Ebrima Sall is the Executive Director of TrustAfrica, a pan African foundation based in Dakar, Senegal. He is the immediate previous Executive Secretary of the Council for the Development of Social Science Research in Africa (CODESRIA, Africa's leading social research council), a position he held from April 2009 to June 2017. He has also held other senior positions, including Senior Program Officer and Head of Research at CODESRIA (2004-2009), Senior Research Fellow and Programme Coordinator at the Nordic Africa Institute in Uppsala, Sweden (2001-2004), and Director of the Center for the Promotion of Village Savings and Credit Associations in The Gambia (1992-1994). He taught as an adjunct professor at the political science department of Gaston Berger University, in Saint-Louis, Senegal, from 1996 to 2000. He holds a ‘Maitrise’ (MA) degree in Economic and Social Administration from the University of Grenoble II in France, a Diplome d’Etudes Approfondies (DEA) in the Socio-economics of development, and a doctorate in sociology from University of Paris I-Pantheon-Sorbonne. In 1992, he was promoted to the rank of ‘Maitre de Conferences’ (Associate Professor) in ‘sociology-demography’, by the National Commission of Universities of France. He was a post-doctoral fellow of Yale University's Program in Agrarian Studies in 1997-98, and a Senior Research Fellow of the Center for African Studies, Harvard University (October-December 2017). Ebrima is the (co-)author/editor of several publications on higher education, academic freedom, the social sciences, social movements, citizenship, governance, and post-conflict transitions in Africa.

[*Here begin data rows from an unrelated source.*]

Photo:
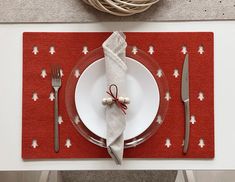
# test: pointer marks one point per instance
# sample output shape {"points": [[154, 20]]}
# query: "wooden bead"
{"points": [[109, 101], [121, 99], [126, 100], [104, 101]]}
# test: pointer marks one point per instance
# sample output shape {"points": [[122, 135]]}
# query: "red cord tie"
{"points": [[119, 101]]}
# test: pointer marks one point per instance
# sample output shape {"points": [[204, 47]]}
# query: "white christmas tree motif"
{"points": [[43, 73], [176, 73], [167, 96], [168, 143], [159, 119], [201, 143], [201, 96], [77, 73], [35, 50], [60, 120], [61, 73], [200, 49], [85, 50], [52, 96], [193, 119], [68, 143], [34, 144], [159, 73], [76, 119], [184, 50], [35, 96], [151, 50], [52, 50], [134, 50]]}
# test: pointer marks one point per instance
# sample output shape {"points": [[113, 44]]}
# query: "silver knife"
{"points": [[185, 99]]}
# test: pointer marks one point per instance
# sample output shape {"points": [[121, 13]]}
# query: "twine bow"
{"points": [[114, 96]]}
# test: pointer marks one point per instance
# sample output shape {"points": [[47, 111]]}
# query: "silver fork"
{"points": [[56, 84]]}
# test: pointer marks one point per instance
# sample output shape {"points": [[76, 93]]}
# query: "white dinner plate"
{"points": [[142, 89]]}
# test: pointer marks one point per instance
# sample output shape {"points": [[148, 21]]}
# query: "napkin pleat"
{"points": [[115, 64]]}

Fatima Harrak is a historian and political scientist. She holds a diploma from Institut d'Etudes Politiques (IEP) in Paris and a Ph.D. from the University of London, School of Oriental and African Studies (SOAS). She is a Research Professor of the University Mohamed V Institute of African Studies (IAS) where she served as Director. She is an active member of the pan-African Council for the Development of Social Science Research in Africa (CODESRIA), Dakar, where she served as Vice Chair, Vice-President, then President of the Scientific Committee. She held visiting positions at a number of African, European and U.S. universities and is the author of numerous books and studies in Arabic, French and English on themes of Islamic reform in North and West Africa, African women in the transmission of Islamic learning, trans-Saharan slavery and Africa in the world.

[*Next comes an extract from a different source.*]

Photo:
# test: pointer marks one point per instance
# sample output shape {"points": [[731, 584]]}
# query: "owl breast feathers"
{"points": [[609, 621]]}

Mansour Kedidir is a Professor at the Higher School of Economics and a research affiliate at the Center for Research in Social and Cultural Anthropology (CRASC) in Oran Algeria.. He received a Ph.D in Political Science from the University of Lyon. He is the author of several books including -La colère de la steppe (Paris, Pensée universelle, 1987) ; Bénie soit la mort de l’enfant naturel (Alger, Editions ENAG 1999) ; La nuit la plus longue (Alger, APIC, 2015) ; and L’armée algérienne dans la lutte contre le terrorisme (Editions universitaires européennes, 2012). He is also the co-editor of the Africa Review of Books.